The victorious Tutsi-dominated Rwandan Patriotic Front has welcomed Hutu refugees home in hopes of bringing in the crops before the rainy season begins by early September. But it also said the sick should not be rushed out of the camps to spread disease in Rwanda, and it demands punishment for those responsible for the slaughter of Tutsis.

At meetings in the Rwandan capital of Kigali over the weekend, U.S. officials said they had received assurances that a U.N. tribunal would be given jurisdiction over any genocide investigation rather than leaving justice to the Tutsi leaders.

General Shalikashvili traveled to Kigali yesterday for talks with the Rwandan Patriotic Front. The general reviewed the troops here earlier in the day -- joining a parade of notable Americans that threatens to become as big as the military operation itself.

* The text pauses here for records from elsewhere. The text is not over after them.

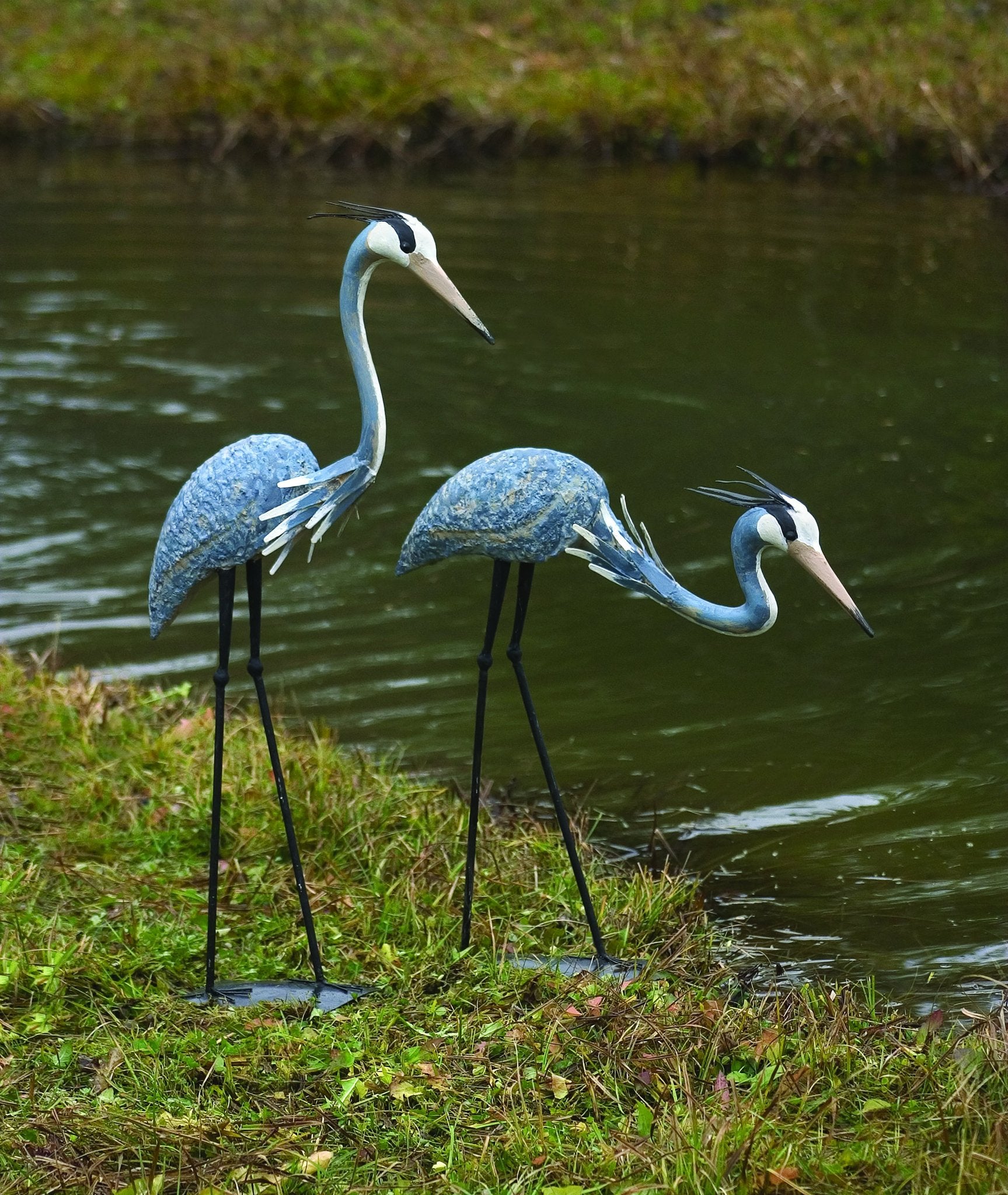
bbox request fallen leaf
[916,1009,945,1047]
[388,1079,423,1099]
[91,1046,125,1095]
[298,1149,332,1175]
[759,1166,798,1191]
[752,1029,783,1062]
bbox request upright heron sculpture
[395,448,873,975]
[149,203,493,1009]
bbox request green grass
[0,655,1008,1195]
[0,0,1008,179]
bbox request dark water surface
[0,158,1008,998]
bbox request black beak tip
[850,608,876,639]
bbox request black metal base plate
[183,978,375,1012]
[505,955,646,983]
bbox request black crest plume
[689,465,791,509]
[308,200,417,253]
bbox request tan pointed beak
[787,539,876,638]
[409,253,493,344]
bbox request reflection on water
[0,159,1008,992]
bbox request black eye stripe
[770,507,798,542]
[385,220,417,253]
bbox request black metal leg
[207,569,234,1000]
[508,564,616,962]
[462,560,511,950]
[246,557,325,984]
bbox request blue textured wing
[395,448,608,574]
[259,453,378,574]
[148,435,318,638]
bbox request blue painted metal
[148,435,318,638]
[395,448,609,574]
[395,448,776,635]
[148,225,385,638]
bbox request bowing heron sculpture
[395,448,873,975]
[149,203,493,1008]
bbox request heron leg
[207,569,234,1000]
[462,560,511,950]
[508,564,616,963]
[246,557,325,984]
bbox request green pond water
[0,156,1008,1000]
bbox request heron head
[694,468,876,637]
[308,201,493,344]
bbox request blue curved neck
[339,225,385,473]
[583,502,777,635]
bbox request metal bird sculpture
[395,448,873,976]
[149,203,493,1008]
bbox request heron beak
[409,253,493,344]
[787,539,876,639]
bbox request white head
[316,201,493,344]
[695,468,874,636]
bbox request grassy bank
[0,0,1008,179]
[0,656,1008,1195]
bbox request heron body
[395,448,793,635]
[148,204,492,1008]
[148,435,319,638]
[395,448,609,574]
[395,448,872,975]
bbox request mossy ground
[0,0,1008,180]
[0,655,1008,1195]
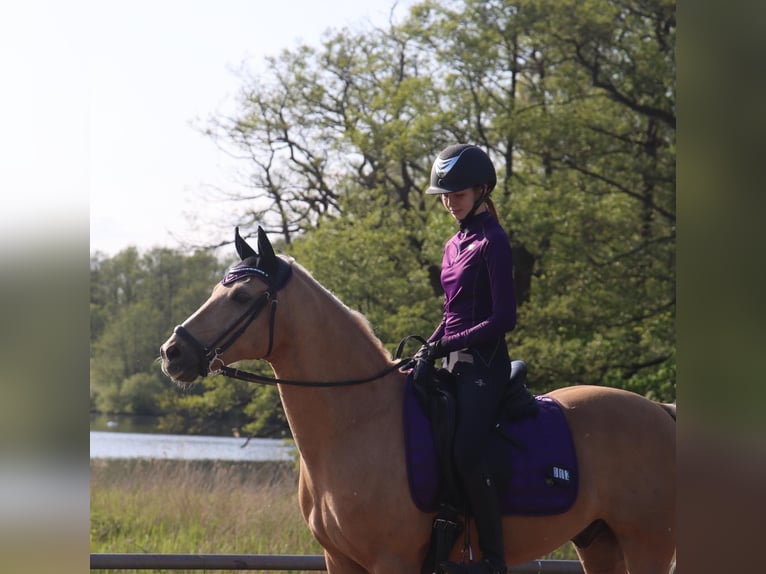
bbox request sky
[0,0,413,256]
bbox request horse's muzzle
[160,333,201,383]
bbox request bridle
[173,259,411,387]
[173,288,278,377]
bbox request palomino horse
[161,229,676,574]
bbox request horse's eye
[231,289,250,303]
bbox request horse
[160,228,676,574]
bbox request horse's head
[160,227,291,382]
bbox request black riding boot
[441,465,507,574]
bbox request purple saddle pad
[403,376,578,515]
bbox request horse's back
[549,385,676,529]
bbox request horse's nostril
[162,345,181,361]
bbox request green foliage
[91,0,676,436]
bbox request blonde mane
[288,255,391,360]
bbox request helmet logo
[434,154,462,178]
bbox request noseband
[173,259,292,377]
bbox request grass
[90,461,321,572]
[90,460,576,574]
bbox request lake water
[90,430,295,462]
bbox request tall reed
[90,460,576,574]
[90,461,321,572]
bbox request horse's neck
[271,275,402,464]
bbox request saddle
[412,361,540,511]
[404,361,577,574]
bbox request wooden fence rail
[90,554,583,574]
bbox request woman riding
[416,144,516,574]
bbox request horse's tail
[660,403,676,420]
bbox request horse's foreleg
[575,524,632,574]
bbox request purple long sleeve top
[428,212,516,351]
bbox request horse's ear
[258,225,277,272]
[234,227,261,261]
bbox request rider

He flew in with Tipper Gore, the wife of Vice President Al Gore, and an entourage of escorts. Their arrival came on the heels of a visit by the thundering African American civil rights leader Al Sharpton and just before an advertised visit by singer Harry Belafonte.

About 1,500 U.S. troops are now engaged in the relief effort here, in Kigali and in Entebbe, Uganda. General Shalikashvili praised the soldiers and airmen but expressed new impatience for a U.S. withdrawal.

"I don't look at this as a long-term commitment," he said, adding that he hopes construction of U.S. water treatment facilities and other chores could be turned over to private contractors and "permit us to disengage fairly soon. . . . I see us here shorter rather than longer."